- The Washington Times - Thursday, April 1, 2010

After two weeks, four rounds, 61 games, a bevy of buzzer-beaters and a bracket-wide Attack of the Cinderellas, the Final Four kicks off Saturday in Indianapolis.

And, as happens almost every year, the NCAA Tournament is rich with drama: from the improbable rise of little Butler University and its stat-happy young coach, to West Virginia native Bob Huggins leading his alma mater to the promised land, to the unflappable Tom Izzo and his relentless Michigan State Spartans.

And then there’s Duke.

The only No. 1 seed left in the tournament, the Blue Devils bring their national following and America’s Coach to the mix, much to the relief of ratings-hungry CBS — not to mention the NCAA itself, which is weighing the possibility of going after a new TV contract this summer.

Like the Yankees and the Cowboys, Duke is a love-‘em-or-hate-‘em polarizer, a team that stirs passions for and against. And CBS, though it would never admit it, has to be hoping the Blue Devils vanquish West Virginia Saturday and deliver another huge Duke audience on Monday, like it did in 2001, the last time the Blue Devils won the national championship.

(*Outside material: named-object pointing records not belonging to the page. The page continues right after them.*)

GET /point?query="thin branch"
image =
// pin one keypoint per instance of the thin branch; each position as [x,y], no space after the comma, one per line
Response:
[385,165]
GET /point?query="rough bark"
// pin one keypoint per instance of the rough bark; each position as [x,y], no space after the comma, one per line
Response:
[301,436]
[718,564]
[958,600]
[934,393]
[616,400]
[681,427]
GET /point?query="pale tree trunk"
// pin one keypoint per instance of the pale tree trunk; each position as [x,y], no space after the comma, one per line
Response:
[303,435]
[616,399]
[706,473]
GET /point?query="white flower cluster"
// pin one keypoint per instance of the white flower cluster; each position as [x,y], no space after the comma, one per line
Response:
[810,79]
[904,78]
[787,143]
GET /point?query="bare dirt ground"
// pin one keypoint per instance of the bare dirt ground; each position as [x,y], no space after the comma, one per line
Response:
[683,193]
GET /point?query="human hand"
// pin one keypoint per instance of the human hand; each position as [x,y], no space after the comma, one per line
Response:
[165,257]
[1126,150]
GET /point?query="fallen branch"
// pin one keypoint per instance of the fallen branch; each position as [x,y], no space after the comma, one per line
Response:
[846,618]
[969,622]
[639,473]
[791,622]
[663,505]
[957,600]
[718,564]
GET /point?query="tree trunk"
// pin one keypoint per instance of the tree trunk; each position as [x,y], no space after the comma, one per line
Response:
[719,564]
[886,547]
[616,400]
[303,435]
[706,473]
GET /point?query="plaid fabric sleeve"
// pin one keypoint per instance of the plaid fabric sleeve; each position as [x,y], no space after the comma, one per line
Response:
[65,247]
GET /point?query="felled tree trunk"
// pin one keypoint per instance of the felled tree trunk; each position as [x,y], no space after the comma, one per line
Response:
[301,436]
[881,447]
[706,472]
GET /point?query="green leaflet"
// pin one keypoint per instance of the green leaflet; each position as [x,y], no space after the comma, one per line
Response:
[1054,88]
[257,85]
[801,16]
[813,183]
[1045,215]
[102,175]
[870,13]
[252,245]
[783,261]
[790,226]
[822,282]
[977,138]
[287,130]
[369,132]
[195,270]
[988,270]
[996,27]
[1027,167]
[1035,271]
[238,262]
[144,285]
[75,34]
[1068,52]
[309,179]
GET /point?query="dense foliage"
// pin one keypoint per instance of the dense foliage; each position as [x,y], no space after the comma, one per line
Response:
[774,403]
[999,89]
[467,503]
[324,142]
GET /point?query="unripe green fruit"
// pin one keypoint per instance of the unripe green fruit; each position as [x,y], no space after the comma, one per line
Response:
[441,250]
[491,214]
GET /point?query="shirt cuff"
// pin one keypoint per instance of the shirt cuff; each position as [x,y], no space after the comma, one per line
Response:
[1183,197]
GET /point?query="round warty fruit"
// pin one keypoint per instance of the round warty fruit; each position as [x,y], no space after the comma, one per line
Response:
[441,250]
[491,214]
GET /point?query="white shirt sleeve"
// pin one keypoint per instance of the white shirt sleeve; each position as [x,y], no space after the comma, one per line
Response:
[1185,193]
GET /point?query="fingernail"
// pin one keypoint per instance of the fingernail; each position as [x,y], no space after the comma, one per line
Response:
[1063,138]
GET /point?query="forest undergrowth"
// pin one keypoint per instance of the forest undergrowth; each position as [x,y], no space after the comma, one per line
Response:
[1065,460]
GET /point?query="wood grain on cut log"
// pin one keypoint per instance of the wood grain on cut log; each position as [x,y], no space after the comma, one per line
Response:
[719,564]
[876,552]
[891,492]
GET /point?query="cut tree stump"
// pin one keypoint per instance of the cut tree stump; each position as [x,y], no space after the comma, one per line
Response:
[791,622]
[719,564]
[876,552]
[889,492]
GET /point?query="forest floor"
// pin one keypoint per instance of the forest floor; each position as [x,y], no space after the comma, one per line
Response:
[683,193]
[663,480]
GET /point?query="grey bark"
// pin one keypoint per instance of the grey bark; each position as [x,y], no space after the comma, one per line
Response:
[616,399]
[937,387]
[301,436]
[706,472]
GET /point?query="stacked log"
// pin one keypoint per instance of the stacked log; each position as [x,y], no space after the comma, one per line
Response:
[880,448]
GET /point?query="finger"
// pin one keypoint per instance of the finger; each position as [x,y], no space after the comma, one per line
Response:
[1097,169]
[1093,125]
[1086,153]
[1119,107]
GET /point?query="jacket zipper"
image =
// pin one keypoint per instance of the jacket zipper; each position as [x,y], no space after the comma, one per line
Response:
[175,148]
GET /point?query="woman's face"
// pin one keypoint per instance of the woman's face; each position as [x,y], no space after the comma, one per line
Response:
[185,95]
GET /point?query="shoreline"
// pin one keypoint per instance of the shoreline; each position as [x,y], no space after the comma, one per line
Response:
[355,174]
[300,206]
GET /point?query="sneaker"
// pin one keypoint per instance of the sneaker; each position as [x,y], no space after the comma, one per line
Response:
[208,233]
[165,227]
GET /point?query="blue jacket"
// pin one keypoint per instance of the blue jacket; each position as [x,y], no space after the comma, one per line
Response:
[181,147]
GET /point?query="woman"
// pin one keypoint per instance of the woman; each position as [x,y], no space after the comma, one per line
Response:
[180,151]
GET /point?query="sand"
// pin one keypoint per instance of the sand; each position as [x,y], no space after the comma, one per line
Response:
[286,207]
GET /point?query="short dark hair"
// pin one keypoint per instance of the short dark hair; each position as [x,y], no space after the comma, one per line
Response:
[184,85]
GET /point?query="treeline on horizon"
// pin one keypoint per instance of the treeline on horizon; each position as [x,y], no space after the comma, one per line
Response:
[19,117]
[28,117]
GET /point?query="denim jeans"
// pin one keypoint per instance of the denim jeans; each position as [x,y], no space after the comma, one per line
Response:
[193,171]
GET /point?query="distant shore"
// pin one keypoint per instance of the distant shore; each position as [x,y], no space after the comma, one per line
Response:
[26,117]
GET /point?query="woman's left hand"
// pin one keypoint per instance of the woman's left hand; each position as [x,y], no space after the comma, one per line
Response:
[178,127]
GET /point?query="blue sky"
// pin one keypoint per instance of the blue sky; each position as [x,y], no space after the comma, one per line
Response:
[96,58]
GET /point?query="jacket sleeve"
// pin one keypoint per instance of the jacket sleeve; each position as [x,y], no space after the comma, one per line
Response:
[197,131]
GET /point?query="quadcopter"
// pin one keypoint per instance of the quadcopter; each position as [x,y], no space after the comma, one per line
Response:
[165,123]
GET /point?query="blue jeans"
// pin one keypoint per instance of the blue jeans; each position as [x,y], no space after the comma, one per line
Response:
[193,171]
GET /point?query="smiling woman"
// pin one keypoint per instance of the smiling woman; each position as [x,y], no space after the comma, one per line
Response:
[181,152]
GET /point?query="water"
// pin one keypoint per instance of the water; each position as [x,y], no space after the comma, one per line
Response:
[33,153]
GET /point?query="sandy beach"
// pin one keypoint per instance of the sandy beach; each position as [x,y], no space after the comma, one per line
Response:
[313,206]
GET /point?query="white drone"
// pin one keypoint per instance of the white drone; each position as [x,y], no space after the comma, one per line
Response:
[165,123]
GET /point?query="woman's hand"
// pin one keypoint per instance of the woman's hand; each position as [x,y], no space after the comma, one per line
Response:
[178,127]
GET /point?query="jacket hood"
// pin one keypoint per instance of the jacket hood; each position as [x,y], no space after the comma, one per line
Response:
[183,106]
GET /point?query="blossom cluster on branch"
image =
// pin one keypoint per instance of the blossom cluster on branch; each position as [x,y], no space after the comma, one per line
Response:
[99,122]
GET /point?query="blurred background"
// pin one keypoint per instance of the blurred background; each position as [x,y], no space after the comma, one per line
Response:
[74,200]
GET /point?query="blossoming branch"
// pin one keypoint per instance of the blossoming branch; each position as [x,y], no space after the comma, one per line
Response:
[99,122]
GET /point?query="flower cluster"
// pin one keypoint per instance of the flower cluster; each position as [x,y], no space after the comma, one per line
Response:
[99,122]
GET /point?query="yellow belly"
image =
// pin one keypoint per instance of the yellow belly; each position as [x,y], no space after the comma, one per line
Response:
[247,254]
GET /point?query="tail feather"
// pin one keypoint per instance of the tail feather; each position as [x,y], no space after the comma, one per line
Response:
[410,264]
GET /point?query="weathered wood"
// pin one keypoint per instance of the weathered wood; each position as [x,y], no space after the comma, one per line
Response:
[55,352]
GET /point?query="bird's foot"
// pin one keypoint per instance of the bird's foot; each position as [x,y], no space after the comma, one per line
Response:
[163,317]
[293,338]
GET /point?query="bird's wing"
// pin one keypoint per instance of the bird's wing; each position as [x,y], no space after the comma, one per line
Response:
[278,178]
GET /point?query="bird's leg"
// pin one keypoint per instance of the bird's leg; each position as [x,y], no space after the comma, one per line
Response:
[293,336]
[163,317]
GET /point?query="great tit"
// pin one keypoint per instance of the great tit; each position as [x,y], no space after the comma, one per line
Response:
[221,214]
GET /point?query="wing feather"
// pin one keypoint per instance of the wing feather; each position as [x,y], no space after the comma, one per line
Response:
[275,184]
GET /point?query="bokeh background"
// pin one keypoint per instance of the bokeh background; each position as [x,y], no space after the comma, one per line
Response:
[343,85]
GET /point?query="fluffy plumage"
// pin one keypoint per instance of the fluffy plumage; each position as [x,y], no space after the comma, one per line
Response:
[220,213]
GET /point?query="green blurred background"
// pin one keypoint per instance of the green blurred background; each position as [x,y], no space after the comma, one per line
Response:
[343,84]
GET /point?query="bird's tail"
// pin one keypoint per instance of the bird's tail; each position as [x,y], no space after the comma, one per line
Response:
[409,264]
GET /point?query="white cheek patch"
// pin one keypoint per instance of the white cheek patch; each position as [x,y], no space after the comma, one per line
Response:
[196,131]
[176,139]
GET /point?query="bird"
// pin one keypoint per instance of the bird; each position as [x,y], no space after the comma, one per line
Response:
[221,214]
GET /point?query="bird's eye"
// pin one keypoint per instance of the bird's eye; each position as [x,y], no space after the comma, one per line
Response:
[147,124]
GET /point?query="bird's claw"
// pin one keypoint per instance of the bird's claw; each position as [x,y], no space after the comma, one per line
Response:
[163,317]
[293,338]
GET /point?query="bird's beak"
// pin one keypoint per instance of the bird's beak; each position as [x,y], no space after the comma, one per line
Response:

That championship and three decades of other March Madness runs made Blue Devils Coach Mike Krzyzewski the most accomplished basketball coach in the NCAA, but his role in leading USA Basketball to the gold in China took him to a new level.

And working with the NBA superstars on that Olympic team — Kobe Bryant, LeBron James and all the others — apparently made an impression on the coach himself.

Upperclassmen on his current squad say control-freak Krzyzewski came back to Duke with a mellower approach to working with players.

The other three members of the Final Four bring their own compelling stories to the dance.

West Virginia’s Huggins grew up idolizing the legendary Jerry West, who led the 1959 Mountaineers to the championship game, only to lose by one point. West’s son is a member of Huggins squad.

And the Spartans have reminded everyone of Izzo’s brilliance: six Final Fours in 12 years.

But the Spartans will have to go through Butler to get to the final against Duke or West Virginia.

People who have watched Butler this year insist this tough, experienced team isn’t a Cinderella. But if they end up in Monday night’s championship, they may as well wear the glass slippers — they’re going to go down in tournament lore as the little team that could.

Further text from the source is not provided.